Until the 18th century, Pinstone Lane (as it was called) crossed fields and rough grazing land. As Sheffield grew, it became a twisting, close, and sinister-looking passage. In 1875, Sheffield started a street widening programme, and Pinstone Lane was transformed into a 60ft wide thoroughfare to match the magnificence of the proposed new Town Hall.
In 1892, Reuben Thompson, of Glossop Road, an established operator of horse-drawn omnibuses, cabs, and funeral director, gave up his lease on premises at Union Street, and purchased a plot of vacant land opposite St. Paul’s Church (now Peace Gardens) from the Improvement Committee, along with adjoining property at the back towards Burgess Street.

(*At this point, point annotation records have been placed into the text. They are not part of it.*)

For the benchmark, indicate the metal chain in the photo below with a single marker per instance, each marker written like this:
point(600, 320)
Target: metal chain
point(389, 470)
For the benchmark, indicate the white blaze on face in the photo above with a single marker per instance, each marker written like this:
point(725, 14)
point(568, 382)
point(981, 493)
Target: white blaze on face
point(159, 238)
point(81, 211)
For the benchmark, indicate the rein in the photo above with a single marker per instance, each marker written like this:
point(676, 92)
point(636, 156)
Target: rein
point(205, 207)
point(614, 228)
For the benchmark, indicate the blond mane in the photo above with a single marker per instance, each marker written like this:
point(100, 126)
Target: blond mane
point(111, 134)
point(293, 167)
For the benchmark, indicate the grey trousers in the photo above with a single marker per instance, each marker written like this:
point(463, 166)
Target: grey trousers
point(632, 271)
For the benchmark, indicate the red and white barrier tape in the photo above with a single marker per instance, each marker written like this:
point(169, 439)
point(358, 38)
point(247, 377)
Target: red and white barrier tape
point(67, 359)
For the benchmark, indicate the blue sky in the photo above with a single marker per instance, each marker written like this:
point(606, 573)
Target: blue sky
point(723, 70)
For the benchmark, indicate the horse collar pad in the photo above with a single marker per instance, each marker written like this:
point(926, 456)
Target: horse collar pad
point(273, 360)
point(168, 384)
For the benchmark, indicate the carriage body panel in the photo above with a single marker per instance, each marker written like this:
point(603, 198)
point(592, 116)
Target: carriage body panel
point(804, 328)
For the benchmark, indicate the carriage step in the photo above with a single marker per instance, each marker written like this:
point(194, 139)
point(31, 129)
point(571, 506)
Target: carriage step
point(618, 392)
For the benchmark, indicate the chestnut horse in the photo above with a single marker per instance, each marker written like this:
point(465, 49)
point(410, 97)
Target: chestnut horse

The Salvation Army had already started building its Citadel on Cross Burgess Street as well as three large business premises at its corner with Pinstone Street. Thompson bought the land alongside this, and employed Flockton, Gibbs, and Flockton to design a red brick building, with handsome stone dressings, comprising ground floor shops, and offices and flats above.

In 1895, he purchased an additional plot of land to build three additional shops. This extended the length of the original building and incorporated an entrance tunnel from Pinstone Street through to stabling and carriage sheds behind, the carriages lifted from floor to floor by a hoist.
It extended the range to fifteen bays, and across the top of the building ran an enormous sign – ‘Reuben Thompson’s City Mews – and was completed in time for the opening of the new Town Hall.
This is the building we still see, although the advent of the motor car, and high petrol prices during the 1930s, saw Reuben Thompson Ltd vacate a property that had become far too big. It consolidated on Glossop Road and Queen’s Road and focused on its funeral business.

Those of a certain age will be familiar with the shops that have occupied this prime location on one of Sheffield’s most prestigious streets.
The Pinstone Street entrance to City Mews, where horses and carriages once passed, was filled-in, and later lost in the frontage of Mac Market (later to become International, Gateway, Somerfield, Co-op, Budgens, and finally, as a temporary home for WH Smiths).
The construction of Barker’s Pool House on Burgess Street in 1969-1970 (on the site of the former stabling and carriage-houses) linked both properties and altered much of the original Pinstone Street interiors. These too will be lost in the latest stage of the Heart of the City II redevelopment.